1. Le porte-parole de M. Gertler a évoqué à Global Witness la possibilité de mener un audit conjoint sur les bénéficiaires de certains des intérêts liés à M. Gertler et à sa famille. Global Witness a déclaré à plusieurs reprises qu’elle serait heureuse de discuter de cette possibilité. La réponse la plus récente du porte-parole de M. Gertler à ce sujet remonte au 22 juin de cette année, date à laquelle il a signalé qu’il allait « en discuter plus à fond avec mon client ». Depuis lors, Global Witness n’a reçu aucune communication à ce sujet des représentants de M. Gertler.

2. Les documents d’enregistrement de Straker International Corp. aux Îles Vierges Britanniques peuvent être consultés ici. Des autres documents d’enregistrement des Îles Vierges Britanniques montrent que  Trident Trust était également l’agent agréé de Rowny Assets Ltd et de Biko Invest Corp, deux sociétés liées à M. Gertler qui sont devenues partenaires de Glencore dans deux mines congolaises début 2011.

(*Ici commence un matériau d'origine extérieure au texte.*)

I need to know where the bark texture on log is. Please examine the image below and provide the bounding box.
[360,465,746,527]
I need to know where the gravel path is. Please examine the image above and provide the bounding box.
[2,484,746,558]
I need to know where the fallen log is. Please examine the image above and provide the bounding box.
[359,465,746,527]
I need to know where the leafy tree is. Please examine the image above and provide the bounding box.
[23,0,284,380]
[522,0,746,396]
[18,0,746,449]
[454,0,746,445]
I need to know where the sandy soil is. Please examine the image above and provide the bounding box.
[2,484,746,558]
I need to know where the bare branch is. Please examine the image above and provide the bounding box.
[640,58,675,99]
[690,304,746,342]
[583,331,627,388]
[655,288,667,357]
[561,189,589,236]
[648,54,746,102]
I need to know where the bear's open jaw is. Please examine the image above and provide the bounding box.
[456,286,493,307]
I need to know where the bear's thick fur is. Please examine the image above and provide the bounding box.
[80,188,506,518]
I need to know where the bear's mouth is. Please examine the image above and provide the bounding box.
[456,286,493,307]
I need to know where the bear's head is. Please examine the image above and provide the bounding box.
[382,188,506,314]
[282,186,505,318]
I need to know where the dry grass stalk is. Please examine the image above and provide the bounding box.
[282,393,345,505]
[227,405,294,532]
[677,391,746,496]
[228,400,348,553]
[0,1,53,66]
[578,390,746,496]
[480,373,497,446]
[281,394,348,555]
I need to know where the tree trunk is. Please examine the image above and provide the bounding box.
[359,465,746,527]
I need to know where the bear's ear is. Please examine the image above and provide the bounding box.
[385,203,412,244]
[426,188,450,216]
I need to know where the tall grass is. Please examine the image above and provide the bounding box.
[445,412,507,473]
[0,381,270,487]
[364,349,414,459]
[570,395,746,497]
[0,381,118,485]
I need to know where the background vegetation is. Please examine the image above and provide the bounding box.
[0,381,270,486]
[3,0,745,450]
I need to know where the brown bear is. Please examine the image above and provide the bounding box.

3. Le mémo du 9 mai adressé par Global Witness aux actionnaires de Glencore peut être consulté ici. Notre mémo du 12 juin adressé aux actionnaires d’ENRC peut être consulté ici.

4. Global Witness a envoyé un courriel à un porte-parole de M. Gertler le 4 décembre au soir, demandant si M. Gertler était le propriétaire de Straker International Corp., et dans le cas contraire, s’il avait un lien quelconque avec cette société. Nous actualiserons cette information si nous recevons une réponse.